FIVB ranking: Misstep in the right direction
Salma Tenni, Daniel Gomes de Pinho Zanco, Leszek Szczecinski
TL;DR
The paper scrutinizes the FIVB ranking algorithm that employs an explicit probabilistic model for six-level ordinal volleyball outcomes to infer team skills $\boldsymbol{\theta}$ from match results. It casts ranking as statistical inference, examines the thresholds $\boldsymbol{c}$, home-field effect $\eta$, and numerical scores $\boldsymbol{r}$, and studies parameter identification via cross-validation and numerical optimization. The authors show that while the modeling framework is a positive step, several approximations (notably the fixed $\boldsymbol{c}$, the poorly tuned $\boldsymbol{r}$, and the use of match weights) hinder optimality, and they demonstrate practical improvements by deriving better numerical scores $\tilde{\boldsymbol{r}}$, incorporating a modest home-field boost, and evaluating real-time updates with unit weights. The findings provide a principled evaluation methodology for multi-level sport rankings and offer concrete, low-cost adjustments to enhance online ranking performance, with a public repository for reproducibility.
Abstract
This work presents and evaluates the ranking algorithm that has been used by Federation Internationale de Volleyball (FIVB) since 2020. The prominent feature of the FIVB ranking is the use of the probabilistic model, which explicitly calculates the probabilities of the future matches results using the estimated teams' strengths.
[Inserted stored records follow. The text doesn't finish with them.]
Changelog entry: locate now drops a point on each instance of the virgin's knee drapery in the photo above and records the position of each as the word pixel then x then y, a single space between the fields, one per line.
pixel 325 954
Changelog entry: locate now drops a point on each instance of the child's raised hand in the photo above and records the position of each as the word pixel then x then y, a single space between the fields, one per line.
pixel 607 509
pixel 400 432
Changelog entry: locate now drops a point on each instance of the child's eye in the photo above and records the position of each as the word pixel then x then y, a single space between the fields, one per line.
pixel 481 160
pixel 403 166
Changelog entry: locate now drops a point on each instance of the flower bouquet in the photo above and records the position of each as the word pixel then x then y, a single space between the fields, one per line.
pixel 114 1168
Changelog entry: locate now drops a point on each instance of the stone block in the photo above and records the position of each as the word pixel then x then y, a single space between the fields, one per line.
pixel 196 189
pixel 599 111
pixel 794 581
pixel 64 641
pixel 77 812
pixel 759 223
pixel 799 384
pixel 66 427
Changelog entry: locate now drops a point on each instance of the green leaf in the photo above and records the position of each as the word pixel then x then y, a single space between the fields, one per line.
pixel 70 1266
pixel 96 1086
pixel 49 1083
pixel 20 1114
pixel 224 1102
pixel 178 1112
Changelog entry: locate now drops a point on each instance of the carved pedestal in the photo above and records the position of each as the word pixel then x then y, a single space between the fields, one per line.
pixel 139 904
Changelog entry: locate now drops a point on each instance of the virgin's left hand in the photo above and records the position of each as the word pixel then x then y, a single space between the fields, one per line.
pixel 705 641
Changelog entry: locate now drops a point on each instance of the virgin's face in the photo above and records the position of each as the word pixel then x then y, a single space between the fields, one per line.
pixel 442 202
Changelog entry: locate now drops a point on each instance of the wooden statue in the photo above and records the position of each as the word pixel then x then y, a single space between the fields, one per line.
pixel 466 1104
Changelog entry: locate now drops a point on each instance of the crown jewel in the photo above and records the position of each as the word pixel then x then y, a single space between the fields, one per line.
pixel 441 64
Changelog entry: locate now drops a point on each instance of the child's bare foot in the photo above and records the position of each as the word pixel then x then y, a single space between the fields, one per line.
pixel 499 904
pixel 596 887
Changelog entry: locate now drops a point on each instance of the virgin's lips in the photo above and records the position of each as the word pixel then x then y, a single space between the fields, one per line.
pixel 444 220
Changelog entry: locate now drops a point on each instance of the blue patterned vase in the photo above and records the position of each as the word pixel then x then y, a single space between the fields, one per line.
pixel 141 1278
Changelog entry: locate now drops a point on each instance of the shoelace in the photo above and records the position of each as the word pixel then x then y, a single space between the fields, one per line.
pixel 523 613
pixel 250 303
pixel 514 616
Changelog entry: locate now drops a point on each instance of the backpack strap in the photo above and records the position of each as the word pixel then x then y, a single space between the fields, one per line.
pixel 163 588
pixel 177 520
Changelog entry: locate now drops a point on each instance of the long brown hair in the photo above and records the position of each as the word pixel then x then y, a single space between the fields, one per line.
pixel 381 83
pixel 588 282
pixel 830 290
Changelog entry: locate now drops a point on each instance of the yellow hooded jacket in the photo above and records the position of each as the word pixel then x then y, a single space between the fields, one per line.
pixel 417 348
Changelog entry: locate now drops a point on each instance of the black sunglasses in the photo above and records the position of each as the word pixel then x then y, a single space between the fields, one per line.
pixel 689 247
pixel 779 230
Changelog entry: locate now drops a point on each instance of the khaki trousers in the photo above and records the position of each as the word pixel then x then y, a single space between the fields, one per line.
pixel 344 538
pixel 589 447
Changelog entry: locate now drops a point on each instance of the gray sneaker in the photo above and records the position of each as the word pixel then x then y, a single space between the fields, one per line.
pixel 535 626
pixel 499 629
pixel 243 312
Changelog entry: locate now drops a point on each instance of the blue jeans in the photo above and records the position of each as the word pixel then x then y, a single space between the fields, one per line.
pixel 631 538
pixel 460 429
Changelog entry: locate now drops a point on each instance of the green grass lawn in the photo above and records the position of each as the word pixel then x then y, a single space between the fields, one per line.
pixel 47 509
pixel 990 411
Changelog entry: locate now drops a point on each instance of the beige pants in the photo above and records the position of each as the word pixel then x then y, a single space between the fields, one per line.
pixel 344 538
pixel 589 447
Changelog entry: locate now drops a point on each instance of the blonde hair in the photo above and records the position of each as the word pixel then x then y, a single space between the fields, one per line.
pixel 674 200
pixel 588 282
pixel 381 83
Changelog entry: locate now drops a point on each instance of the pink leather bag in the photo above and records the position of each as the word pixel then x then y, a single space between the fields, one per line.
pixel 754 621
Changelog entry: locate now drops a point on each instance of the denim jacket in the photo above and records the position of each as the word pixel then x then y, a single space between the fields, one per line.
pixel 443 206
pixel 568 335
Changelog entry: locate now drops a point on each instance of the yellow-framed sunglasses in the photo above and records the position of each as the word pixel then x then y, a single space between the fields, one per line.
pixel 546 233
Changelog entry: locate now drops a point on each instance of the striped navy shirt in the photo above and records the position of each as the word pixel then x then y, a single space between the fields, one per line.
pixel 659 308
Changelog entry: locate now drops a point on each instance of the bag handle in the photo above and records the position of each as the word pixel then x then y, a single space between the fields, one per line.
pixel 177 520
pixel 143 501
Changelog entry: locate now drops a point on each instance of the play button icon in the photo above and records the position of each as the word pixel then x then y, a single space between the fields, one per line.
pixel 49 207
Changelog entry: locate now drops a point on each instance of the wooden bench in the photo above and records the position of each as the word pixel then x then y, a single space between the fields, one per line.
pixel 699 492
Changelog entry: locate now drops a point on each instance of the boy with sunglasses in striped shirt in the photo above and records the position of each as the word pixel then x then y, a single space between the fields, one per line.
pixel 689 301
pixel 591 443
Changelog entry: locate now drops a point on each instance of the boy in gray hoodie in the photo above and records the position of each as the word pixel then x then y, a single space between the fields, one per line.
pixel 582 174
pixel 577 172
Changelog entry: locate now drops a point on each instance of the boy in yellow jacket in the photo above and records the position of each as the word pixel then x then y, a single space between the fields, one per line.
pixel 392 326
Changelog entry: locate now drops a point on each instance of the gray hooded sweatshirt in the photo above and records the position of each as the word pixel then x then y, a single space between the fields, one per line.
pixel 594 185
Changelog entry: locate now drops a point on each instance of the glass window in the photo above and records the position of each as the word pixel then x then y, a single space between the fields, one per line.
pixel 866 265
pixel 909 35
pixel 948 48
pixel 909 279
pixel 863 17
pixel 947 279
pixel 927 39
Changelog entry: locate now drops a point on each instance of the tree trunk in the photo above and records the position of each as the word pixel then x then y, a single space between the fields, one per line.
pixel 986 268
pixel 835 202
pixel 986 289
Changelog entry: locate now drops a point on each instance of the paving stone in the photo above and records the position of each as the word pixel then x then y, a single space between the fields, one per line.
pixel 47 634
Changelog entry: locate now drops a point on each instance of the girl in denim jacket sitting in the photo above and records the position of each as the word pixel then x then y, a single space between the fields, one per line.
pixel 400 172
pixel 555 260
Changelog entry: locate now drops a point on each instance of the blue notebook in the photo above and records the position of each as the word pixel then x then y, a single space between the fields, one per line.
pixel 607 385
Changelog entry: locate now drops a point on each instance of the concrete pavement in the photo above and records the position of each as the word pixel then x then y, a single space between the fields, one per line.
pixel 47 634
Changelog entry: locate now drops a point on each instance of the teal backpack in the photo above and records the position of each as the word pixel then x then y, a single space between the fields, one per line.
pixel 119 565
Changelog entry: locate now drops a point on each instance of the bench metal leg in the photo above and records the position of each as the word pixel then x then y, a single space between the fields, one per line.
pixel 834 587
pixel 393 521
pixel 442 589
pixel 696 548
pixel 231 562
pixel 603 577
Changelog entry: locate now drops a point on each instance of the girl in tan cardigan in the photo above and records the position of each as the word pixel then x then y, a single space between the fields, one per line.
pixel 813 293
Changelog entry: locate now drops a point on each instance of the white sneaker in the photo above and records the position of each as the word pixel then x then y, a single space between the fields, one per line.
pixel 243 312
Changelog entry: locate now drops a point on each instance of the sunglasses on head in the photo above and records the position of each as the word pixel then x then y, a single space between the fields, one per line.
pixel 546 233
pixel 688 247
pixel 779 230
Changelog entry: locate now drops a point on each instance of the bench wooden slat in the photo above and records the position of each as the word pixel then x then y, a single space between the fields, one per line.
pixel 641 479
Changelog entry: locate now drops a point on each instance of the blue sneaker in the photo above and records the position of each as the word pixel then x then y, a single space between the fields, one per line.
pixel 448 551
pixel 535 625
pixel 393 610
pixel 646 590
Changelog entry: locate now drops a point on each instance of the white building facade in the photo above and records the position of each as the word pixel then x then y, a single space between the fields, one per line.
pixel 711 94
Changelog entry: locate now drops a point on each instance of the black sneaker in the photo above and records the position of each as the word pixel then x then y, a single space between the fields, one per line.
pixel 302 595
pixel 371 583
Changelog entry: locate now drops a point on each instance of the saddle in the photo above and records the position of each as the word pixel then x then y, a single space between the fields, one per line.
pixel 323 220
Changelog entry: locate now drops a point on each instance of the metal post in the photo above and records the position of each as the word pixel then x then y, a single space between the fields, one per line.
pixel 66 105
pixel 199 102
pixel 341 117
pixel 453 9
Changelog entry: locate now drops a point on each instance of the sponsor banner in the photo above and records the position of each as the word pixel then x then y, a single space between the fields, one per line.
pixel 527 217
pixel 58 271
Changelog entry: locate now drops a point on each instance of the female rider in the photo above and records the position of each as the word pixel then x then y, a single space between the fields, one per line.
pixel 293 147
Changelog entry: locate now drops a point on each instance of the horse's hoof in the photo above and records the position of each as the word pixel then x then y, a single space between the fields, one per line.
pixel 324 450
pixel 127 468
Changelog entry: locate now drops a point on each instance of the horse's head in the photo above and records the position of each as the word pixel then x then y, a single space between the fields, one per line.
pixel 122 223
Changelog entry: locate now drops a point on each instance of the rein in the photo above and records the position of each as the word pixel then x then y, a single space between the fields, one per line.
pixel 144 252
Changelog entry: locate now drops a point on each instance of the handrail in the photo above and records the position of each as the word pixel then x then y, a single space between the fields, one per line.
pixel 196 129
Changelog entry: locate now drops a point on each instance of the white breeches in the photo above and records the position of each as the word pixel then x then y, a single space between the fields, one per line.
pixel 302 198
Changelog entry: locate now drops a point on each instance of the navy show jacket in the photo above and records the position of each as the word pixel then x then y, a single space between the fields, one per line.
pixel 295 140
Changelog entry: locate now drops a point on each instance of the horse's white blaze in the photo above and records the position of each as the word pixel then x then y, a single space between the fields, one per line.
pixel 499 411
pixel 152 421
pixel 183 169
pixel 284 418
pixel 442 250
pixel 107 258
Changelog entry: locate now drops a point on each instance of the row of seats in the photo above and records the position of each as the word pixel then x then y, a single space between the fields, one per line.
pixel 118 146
Such explicit modeling is new in the context of official sport rankings, especially for multi-level outcomes, and we study the optimality of its parameters using both analytical and numerical methods. We conclude that from the modeling perspective, the current thresholds fit well the data but adding the home-field advantage (HFA) would be beneficial. Regarding the algorithm itself, we explain the rationale behind the approximations currently used and show a simple method to find new parameters (numerical score) which improve the performance. We also show that the weighting of the match results is counterproductive.